VK - Você sempre teve uma forma muito flexível e heterogênea de pensamento, que não tende a se especializar e que adquire um ritmo de expansão muito intenso pelo seu confessado interesse pela música, literatura e filosofia. Esse seu movimento expansivo pelas mais diversas esferas artísticas - pintura, escultura, desenho, gravura, instalação, land art, cinema, vídeo, música, literatura - independentemente da sua atividade como artista plástico, se encaixam entre si, articulando um todo, ou funcionam de forma autônoma?

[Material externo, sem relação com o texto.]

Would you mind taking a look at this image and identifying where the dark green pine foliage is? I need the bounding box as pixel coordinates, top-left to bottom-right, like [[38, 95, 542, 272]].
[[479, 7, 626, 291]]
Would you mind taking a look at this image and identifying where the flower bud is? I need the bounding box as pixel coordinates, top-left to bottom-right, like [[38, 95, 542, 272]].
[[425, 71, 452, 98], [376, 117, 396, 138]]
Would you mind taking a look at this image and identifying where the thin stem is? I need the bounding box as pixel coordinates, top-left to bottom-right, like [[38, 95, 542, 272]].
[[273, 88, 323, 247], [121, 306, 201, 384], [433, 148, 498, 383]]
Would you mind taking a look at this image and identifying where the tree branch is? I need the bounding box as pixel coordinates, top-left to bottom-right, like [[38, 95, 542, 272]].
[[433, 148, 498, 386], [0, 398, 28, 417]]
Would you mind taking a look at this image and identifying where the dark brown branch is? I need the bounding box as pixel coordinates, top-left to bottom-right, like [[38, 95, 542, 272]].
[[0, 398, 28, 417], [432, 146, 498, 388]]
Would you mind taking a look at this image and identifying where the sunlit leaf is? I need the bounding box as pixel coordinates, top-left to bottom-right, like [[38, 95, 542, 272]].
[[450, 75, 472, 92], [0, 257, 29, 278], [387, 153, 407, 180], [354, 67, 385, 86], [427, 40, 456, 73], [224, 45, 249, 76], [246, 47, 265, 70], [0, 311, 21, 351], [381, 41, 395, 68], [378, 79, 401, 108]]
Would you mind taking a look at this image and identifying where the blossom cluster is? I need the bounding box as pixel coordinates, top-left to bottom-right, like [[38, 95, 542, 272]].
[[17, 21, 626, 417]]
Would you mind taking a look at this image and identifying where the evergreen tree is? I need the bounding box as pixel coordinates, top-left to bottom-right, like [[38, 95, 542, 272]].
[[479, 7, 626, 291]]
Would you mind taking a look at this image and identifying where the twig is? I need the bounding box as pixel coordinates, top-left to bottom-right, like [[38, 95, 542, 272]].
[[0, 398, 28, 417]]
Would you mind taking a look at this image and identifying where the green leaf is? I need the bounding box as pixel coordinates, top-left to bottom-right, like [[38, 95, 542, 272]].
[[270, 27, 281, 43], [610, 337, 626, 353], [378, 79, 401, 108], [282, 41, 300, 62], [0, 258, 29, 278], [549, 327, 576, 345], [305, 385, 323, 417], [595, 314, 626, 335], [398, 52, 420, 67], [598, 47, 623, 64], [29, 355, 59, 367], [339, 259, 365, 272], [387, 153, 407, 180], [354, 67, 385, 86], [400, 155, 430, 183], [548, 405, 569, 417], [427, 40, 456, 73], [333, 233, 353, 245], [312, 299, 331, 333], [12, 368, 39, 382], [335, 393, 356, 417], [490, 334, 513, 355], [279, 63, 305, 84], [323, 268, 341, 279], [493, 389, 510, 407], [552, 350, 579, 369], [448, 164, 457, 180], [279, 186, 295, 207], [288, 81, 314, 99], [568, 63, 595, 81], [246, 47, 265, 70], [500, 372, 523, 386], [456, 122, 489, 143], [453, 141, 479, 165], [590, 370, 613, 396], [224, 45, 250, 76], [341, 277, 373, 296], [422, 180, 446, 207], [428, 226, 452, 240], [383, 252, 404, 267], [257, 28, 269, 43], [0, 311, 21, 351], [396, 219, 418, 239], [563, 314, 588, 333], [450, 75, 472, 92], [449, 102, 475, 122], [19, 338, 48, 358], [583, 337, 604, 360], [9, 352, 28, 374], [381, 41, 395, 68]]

NR - Como disse antes, acho que procuro manter os elementos com os quais trabalho em suspensão, como alguma coisa que fosse se anunciando indefinidamente, e por isso acabo diversificando bastante os meus recursos. Como artista, prefiro prometer a cumprir (a Arte não deixa de ser uma promessa auto-satisfeita) e por isso, sempre que sinto que realizei algo, tento desfocar, buscar energia em outra parte. Acho que não há nisso nenhuma astúcia culturalista (seria injusto atribuir isto a mim), ou exibicionismo lingüístico (eu não teria sequer condições técnicas para proceder assim). Sinto apenas que o progresso e o retrocesso, o futuro e o passado, as conquistas e as perdas parecem vertiginosamente entrelaçados. Diante disto, parar a frase no meio, não permitir que os materiais se estabilizem, identificar-se com a natureza e com a técnica, com o Carnaval e com as Cinzas, recuar para o momento que precede a ação, saber desviar do olhar de quem te solicita, aparecer desaparecendo, enfim, não se deixar formar inteiramente, talvez seja uma astúcia válida para construir um abrigo onde ainda dê pra ser um pouco livre. No meio de tanta gente sabida, de tanta palavra de ordem disfarçada, o melhor talvez não seja bater de frente, mas estar sempre em outro lugar.
Entrevista realizada em 20 de março de 2006.